With the popularity of HGTV and real estate crowdfunding and low-interest rates, many people have been seeking greater returns with real estate investing. Yet, for relatively small projects with equity raises under a few million, sometimes project sponsors attempt to save on legal fees, opting instead to go without legal documents or attempting to use a template they found on Google--which often doesn't suit their individual circumstances.
"I've seen things go bad—even when the deal goes sideways. Anything can happen—the real estate sponsor or one of the business partners could get sick or pass away, putting the project in jeopardy. Maybe they get in a personal dispute with an investor. Maybe they hire poor contractors, or someone accidentally dies on the property during construction. When these things happen and investors realize that they might lose their money, they start taking a good hard look at what they might get back. And when there are no documents (or poorly written documents) to reference, things tend to go south," explains Wan.

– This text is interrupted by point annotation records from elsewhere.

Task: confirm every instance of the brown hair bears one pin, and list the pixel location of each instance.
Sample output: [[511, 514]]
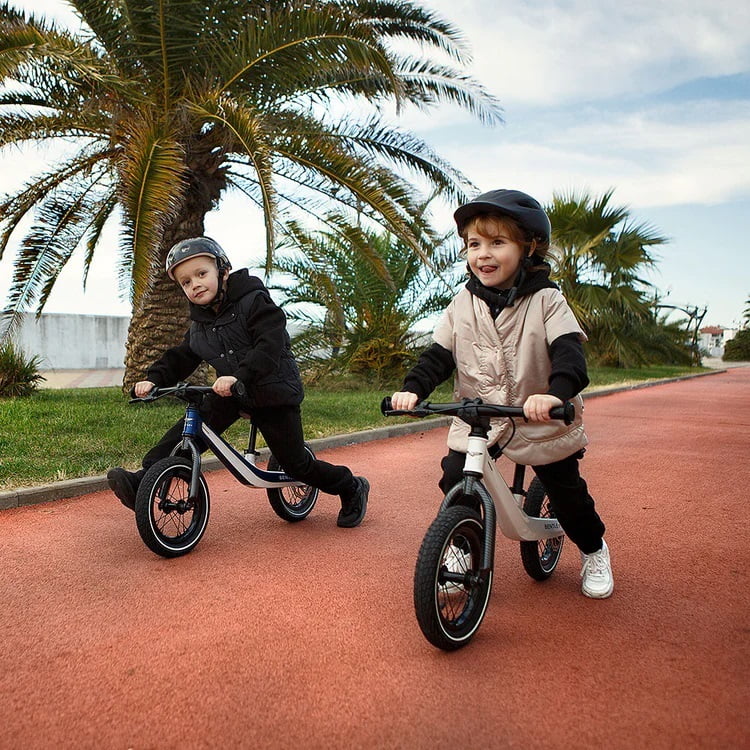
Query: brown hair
[[487, 226]]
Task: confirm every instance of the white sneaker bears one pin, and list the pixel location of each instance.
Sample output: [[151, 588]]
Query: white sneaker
[[456, 561], [596, 572]]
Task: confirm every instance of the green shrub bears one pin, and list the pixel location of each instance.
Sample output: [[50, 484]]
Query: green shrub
[[738, 348], [19, 375]]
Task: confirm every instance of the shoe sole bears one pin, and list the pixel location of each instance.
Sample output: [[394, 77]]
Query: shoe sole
[[597, 595], [358, 520], [122, 489]]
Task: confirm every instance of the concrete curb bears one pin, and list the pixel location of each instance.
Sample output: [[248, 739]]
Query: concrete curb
[[75, 487]]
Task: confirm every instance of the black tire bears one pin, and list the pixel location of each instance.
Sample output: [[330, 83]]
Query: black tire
[[169, 524], [291, 503], [449, 613], [540, 558]]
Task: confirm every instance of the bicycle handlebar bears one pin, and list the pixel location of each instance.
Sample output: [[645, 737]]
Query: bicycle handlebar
[[473, 408], [184, 390]]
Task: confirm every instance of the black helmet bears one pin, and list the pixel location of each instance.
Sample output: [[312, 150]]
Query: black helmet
[[192, 248], [527, 211]]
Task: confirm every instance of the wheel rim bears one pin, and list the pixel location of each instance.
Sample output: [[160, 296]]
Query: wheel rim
[[174, 517], [296, 498], [549, 549], [457, 602]]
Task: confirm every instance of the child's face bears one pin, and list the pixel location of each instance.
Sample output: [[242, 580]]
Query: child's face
[[494, 259], [199, 279]]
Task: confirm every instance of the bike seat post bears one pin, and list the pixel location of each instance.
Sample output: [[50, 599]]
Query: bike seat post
[[251, 454], [193, 422]]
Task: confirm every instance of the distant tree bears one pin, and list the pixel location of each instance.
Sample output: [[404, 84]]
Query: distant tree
[[358, 294], [171, 104], [599, 259]]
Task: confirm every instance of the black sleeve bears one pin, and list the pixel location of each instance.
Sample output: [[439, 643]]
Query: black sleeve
[[434, 365], [174, 365], [266, 323], [568, 377]]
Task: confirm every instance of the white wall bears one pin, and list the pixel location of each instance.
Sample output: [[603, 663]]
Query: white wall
[[72, 342]]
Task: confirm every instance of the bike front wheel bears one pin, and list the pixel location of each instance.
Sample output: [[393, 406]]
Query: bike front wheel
[[540, 558], [169, 522], [450, 594], [292, 503]]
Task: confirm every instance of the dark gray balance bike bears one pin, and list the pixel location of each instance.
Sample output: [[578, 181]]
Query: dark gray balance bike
[[172, 505], [453, 574]]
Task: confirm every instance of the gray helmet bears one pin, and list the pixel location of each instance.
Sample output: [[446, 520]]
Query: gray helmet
[[192, 248], [527, 211]]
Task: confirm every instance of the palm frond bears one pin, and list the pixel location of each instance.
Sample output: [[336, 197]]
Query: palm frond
[[154, 180]]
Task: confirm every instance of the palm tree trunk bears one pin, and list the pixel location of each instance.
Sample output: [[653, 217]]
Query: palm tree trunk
[[161, 316]]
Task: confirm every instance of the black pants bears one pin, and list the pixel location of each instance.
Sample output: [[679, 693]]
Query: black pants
[[567, 491], [281, 426]]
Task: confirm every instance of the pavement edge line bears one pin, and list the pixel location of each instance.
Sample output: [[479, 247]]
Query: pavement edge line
[[69, 488]]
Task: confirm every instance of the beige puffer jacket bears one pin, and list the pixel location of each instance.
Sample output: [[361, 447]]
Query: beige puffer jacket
[[506, 360]]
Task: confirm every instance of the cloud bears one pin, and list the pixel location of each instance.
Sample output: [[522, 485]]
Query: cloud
[[554, 52], [666, 156]]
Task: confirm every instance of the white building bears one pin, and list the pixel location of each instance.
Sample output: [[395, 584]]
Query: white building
[[714, 338]]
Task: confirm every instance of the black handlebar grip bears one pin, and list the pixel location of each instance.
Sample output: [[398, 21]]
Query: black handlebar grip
[[238, 389], [566, 412]]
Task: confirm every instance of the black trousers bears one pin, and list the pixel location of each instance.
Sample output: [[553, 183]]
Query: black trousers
[[281, 426], [567, 491]]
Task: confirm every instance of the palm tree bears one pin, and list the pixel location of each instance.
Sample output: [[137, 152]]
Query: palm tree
[[358, 294], [173, 103], [599, 259]]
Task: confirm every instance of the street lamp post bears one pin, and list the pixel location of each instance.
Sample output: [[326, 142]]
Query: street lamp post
[[694, 315]]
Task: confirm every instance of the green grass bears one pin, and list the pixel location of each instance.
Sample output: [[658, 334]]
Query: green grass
[[65, 434]]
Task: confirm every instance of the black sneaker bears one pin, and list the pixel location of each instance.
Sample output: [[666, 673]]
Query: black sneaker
[[125, 485], [353, 508]]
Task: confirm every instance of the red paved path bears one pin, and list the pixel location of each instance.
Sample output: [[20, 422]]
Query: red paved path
[[273, 636]]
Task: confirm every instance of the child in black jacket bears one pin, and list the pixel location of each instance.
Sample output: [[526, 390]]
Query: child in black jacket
[[241, 333]]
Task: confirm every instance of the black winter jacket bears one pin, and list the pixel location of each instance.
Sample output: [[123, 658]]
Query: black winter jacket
[[246, 338]]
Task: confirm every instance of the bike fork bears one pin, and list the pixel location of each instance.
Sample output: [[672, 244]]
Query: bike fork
[[473, 487]]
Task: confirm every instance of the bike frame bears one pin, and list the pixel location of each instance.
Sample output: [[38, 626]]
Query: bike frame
[[500, 504], [242, 469]]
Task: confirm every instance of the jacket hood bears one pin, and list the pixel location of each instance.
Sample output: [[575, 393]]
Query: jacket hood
[[239, 283]]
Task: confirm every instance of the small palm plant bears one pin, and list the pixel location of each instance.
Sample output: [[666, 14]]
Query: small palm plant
[[357, 294], [19, 374]]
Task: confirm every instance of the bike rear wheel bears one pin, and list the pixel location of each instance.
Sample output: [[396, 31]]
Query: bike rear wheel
[[450, 596], [169, 523], [540, 558], [292, 503]]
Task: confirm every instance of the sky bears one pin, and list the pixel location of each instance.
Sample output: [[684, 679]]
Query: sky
[[650, 98]]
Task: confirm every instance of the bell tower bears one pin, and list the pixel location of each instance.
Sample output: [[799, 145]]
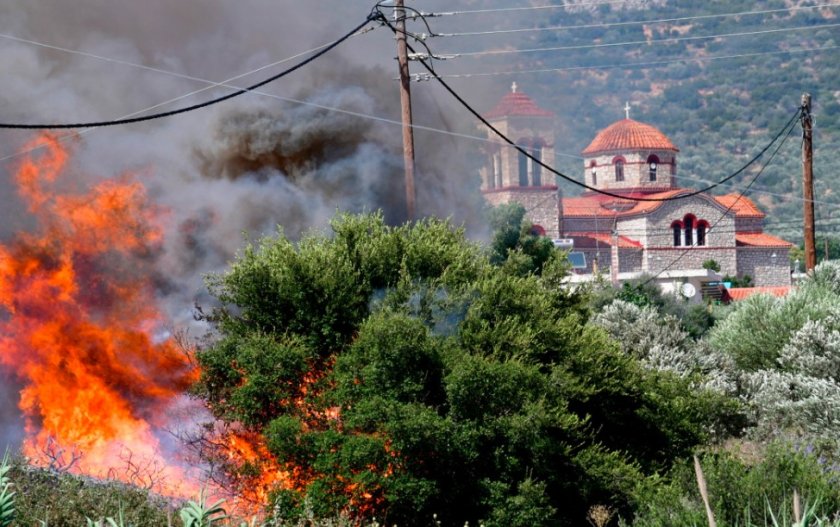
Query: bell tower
[[508, 175]]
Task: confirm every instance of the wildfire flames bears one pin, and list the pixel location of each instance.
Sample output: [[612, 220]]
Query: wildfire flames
[[80, 328], [80, 316]]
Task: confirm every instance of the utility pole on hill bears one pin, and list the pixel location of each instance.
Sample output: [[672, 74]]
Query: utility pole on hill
[[808, 183], [405, 103]]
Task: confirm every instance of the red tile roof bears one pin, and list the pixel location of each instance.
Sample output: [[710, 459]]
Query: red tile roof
[[628, 134], [598, 205], [517, 104], [743, 206], [623, 241], [759, 239], [740, 293]]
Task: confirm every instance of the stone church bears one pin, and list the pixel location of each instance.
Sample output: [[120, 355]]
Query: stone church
[[622, 237]]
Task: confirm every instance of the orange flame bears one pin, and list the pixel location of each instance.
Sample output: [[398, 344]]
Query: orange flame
[[78, 331]]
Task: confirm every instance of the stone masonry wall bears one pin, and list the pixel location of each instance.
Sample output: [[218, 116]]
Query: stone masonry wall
[[636, 170], [722, 234], [522, 130], [749, 224], [763, 267], [660, 259]]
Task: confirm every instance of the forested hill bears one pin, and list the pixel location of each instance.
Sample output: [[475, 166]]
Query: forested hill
[[719, 110]]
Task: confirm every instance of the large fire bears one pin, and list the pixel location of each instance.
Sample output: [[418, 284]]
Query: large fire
[[80, 323], [80, 328]]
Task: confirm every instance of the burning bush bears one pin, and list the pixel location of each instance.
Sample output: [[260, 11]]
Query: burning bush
[[396, 372]]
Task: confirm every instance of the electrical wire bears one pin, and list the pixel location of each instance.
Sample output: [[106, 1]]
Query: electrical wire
[[131, 120], [639, 64], [604, 25], [640, 42], [530, 156], [741, 195], [524, 8]]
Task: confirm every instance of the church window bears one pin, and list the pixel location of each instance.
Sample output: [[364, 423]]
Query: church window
[[523, 170], [676, 227], [619, 169], [702, 229], [537, 172], [653, 163], [688, 226]]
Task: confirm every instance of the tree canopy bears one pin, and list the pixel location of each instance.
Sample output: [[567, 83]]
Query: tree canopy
[[405, 371]]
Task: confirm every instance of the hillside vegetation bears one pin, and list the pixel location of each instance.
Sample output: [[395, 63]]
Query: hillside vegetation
[[718, 112]]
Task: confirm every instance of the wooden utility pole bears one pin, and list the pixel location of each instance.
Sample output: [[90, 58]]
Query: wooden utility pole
[[405, 102], [808, 183]]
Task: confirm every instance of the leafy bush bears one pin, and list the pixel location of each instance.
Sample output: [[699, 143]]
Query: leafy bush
[[64, 499], [402, 374], [740, 487]]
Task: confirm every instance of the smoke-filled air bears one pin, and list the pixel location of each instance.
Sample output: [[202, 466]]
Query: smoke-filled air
[[108, 232]]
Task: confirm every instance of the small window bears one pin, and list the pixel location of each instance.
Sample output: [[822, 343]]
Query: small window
[[677, 228], [702, 228], [653, 163], [537, 175], [688, 225]]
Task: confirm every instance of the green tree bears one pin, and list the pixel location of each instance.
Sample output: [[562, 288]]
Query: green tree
[[395, 371], [513, 236]]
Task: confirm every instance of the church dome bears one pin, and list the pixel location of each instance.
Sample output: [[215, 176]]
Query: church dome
[[628, 134], [517, 104]]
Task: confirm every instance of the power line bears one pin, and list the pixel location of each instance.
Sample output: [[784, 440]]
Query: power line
[[556, 172], [530, 156], [524, 8], [603, 25], [637, 64], [96, 124], [741, 194], [640, 42], [227, 84]]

While working as a Partner in Crowdfunding Lawyers, a boutique real estate securities law firm, Wan says she began to come face-to-face with the reality that clients doing small raises could not afford her services. "Two things drove me crazy. First, we were drafting client documents manually—even when I knew much of the work could be automated. This contributed to increased cost to the client, major delays in efficiency, and less accessibility of counsel to those working on smaller projects. Secondly, every day, I had entrepreneurs calling me asking for legal help in raising capital from people who I knew could not afford me. I wanted to help them, but quickly realized that I am just one person and that my efforts were not scalable."

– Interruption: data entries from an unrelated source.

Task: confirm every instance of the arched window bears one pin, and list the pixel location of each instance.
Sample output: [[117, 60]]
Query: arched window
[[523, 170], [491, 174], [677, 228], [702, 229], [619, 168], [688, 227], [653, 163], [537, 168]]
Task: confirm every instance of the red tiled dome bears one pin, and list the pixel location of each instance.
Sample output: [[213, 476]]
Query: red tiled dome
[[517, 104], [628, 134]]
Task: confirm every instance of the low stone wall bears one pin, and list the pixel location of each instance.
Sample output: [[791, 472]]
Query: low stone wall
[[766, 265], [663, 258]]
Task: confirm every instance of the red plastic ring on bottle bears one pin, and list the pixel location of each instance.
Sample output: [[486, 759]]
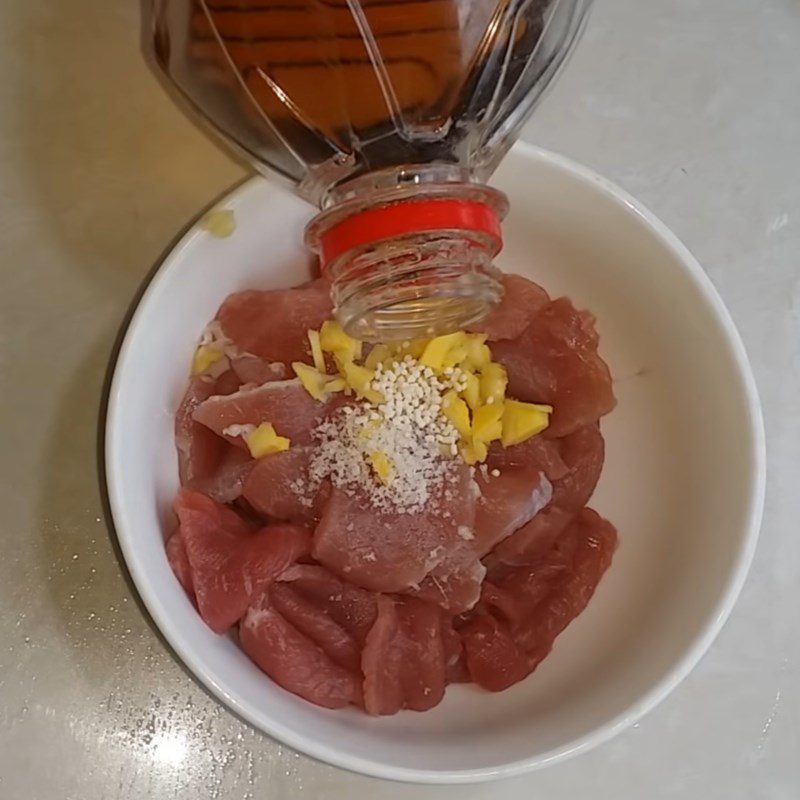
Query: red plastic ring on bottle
[[411, 216]]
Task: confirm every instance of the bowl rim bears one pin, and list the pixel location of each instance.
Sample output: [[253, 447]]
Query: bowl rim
[[331, 754]]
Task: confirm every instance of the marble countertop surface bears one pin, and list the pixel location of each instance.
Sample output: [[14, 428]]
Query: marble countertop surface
[[691, 105]]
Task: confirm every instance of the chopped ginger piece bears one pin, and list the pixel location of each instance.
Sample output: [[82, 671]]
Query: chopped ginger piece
[[414, 348], [359, 379], [369, 428], [314, 381], [316, 351], [335, 385], [472, 391], [456, 411], [204, 357], [487, 425], [523, 420], [219, 222], [455, 355], [478, 353], [382, 465], [493, 383], [436, 350], [473, 451], [263, 441], [333, 339]]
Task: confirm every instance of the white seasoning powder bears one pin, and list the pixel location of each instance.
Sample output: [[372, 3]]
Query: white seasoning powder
[[408, 429]]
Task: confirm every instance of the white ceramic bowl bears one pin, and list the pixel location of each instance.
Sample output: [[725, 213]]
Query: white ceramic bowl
[[683, 480]]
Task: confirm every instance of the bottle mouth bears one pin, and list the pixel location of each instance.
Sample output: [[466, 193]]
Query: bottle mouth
[[425, 287], [412, 267]]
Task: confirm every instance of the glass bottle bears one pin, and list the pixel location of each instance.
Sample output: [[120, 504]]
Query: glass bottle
[[390, 116]]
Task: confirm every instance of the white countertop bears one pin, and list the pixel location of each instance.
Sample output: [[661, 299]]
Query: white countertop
[[692, 106]]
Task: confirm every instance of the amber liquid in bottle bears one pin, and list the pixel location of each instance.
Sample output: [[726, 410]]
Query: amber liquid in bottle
[[380, 78]]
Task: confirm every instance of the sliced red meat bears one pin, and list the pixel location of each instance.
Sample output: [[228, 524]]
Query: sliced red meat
[[179, 561], [286, 404], [522, 300], [505, 503], [531, 541], [583, 452], [455, 665], [273, 324], [531, 605], [381, 662], [589, 545], [494, 660], [199, 449], [536, 452], [403, 661], [278, 487], [226, 483], [294, 661], [390, 552], [555, 361], [353, 608], [230, 563], [311, 620], [252, 369], [455, 587]]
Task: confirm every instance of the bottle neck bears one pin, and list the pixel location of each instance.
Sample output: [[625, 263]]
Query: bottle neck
[[410, 260]]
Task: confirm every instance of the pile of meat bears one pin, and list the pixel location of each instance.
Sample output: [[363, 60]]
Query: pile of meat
[[340, 603]]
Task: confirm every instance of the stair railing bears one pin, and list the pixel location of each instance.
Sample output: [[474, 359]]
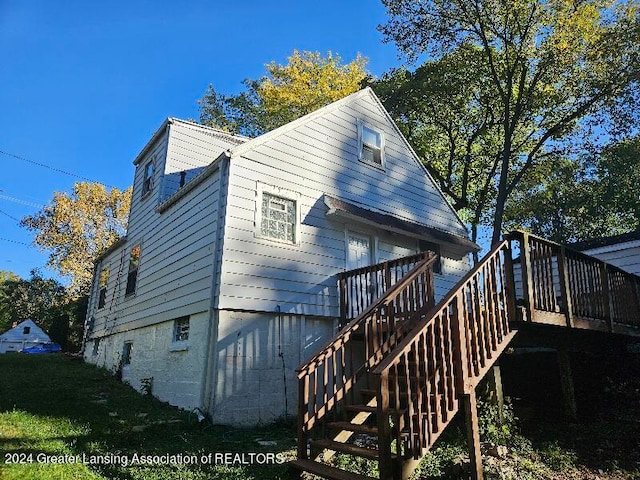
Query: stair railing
[[360, 287], [446, 354], [328, 377], [555, 279]]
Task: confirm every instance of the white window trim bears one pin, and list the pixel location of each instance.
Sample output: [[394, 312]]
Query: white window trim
[[381, 165], [179, 345], [262, 188]]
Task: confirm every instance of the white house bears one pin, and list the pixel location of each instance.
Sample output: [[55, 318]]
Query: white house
[[623, 251], [23, 335], [226, 280]]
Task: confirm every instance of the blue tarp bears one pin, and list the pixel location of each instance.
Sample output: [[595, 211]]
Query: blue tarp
[[44, 348]]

Wan ended up leaving her Partner position to start Bootstrap Legal, a legaltech company whose first product launched this week. The new product allows real estate sponsors to draft their own legal offering documents for real estate deals using artificial intelligence. Users answer a series of questions about their real estate project. Once complete, bespoke legal documents are delivered to the user's email inbox within 48 hours after being reviewed by an attorney. This first-of-its-kind legal tech product both undercuts the legal fees associated with real estate capital raises and expedites the process.

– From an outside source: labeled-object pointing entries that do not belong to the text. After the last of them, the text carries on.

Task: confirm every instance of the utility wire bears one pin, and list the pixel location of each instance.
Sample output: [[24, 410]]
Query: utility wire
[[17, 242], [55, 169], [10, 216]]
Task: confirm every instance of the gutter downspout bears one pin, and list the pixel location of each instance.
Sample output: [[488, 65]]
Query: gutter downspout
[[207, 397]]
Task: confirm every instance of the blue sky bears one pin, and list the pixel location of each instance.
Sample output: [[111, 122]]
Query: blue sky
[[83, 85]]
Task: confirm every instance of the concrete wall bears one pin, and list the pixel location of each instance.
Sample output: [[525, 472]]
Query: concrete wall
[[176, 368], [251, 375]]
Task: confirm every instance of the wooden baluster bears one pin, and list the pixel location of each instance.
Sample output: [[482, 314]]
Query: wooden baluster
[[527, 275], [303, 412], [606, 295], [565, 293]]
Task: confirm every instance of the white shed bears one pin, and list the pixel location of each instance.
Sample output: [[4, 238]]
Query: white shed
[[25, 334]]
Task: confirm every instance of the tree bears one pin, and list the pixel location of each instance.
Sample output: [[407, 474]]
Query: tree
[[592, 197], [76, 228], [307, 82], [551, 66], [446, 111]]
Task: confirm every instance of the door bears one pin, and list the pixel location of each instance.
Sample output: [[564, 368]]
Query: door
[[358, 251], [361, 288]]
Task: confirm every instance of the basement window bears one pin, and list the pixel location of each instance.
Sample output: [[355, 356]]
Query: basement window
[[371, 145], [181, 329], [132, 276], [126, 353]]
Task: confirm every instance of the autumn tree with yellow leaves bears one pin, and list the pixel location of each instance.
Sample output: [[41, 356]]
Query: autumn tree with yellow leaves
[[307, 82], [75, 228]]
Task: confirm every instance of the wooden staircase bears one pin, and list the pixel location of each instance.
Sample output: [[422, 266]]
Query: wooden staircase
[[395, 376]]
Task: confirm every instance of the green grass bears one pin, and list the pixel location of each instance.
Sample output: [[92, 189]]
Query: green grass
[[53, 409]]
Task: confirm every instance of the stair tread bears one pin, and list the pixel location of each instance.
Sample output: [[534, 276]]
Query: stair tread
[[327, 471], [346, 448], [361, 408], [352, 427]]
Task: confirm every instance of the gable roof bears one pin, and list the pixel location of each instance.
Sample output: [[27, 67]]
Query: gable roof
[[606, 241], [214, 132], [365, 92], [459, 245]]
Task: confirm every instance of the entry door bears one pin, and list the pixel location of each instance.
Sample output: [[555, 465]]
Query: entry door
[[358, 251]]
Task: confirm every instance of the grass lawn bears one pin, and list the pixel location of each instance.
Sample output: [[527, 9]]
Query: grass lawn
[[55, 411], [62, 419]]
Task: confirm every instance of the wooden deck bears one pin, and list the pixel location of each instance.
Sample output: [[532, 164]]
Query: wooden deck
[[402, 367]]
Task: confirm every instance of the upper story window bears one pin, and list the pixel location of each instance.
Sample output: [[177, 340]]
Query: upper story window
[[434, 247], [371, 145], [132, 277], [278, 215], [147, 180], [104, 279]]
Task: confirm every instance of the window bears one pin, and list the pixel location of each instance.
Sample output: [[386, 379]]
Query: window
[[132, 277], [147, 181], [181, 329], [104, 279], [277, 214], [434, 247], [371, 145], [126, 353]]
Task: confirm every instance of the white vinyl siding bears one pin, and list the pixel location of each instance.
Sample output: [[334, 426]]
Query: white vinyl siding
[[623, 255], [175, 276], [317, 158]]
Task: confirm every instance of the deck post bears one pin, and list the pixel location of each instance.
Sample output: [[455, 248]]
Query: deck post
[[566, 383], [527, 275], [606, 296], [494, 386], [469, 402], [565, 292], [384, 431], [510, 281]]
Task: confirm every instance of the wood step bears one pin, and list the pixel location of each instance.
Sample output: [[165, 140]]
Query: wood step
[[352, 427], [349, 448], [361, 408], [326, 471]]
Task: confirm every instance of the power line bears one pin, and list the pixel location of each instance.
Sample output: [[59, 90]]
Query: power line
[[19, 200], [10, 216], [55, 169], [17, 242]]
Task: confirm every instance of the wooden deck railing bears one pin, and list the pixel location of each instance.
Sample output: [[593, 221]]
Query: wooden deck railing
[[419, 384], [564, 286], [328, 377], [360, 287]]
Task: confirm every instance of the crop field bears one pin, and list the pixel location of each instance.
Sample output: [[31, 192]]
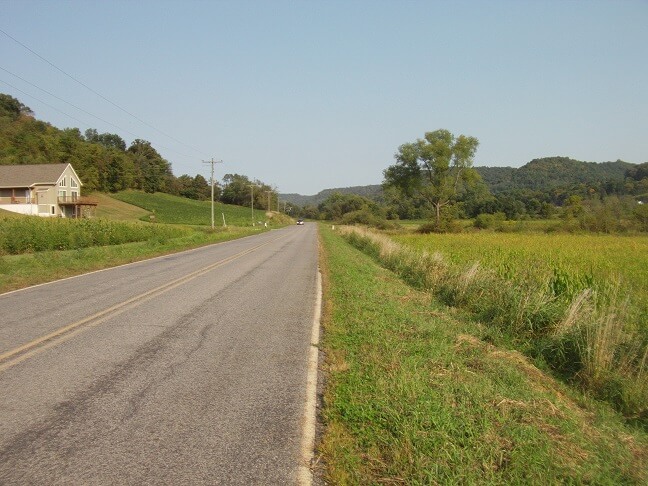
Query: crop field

Wan has had an unusual career for an attorney. Wan went to law school to be a human rights attorney but quickly found herself frustrated with the field. She worked in international trade policy in the federal government in Washington D.C. as a Presidential Management Fellow. When she moved back to LA in 2013, she began to blog about legaltech start-ups and founded the Legal Hackers LA meetup—a forum for lawyers and technologists to discuss the intersection of law and technology. She was named one of "Ten Women to Watch in LegalTech" by the American Bar Association Journal, and pivoted to a career in securities law when she became General Counsel of Patch of Land, a real estate crowdfunding startup. At Patch of Land, Wan works to help democratize investment opportunity. Now, she hopes to democratize access to counsel for small businesses.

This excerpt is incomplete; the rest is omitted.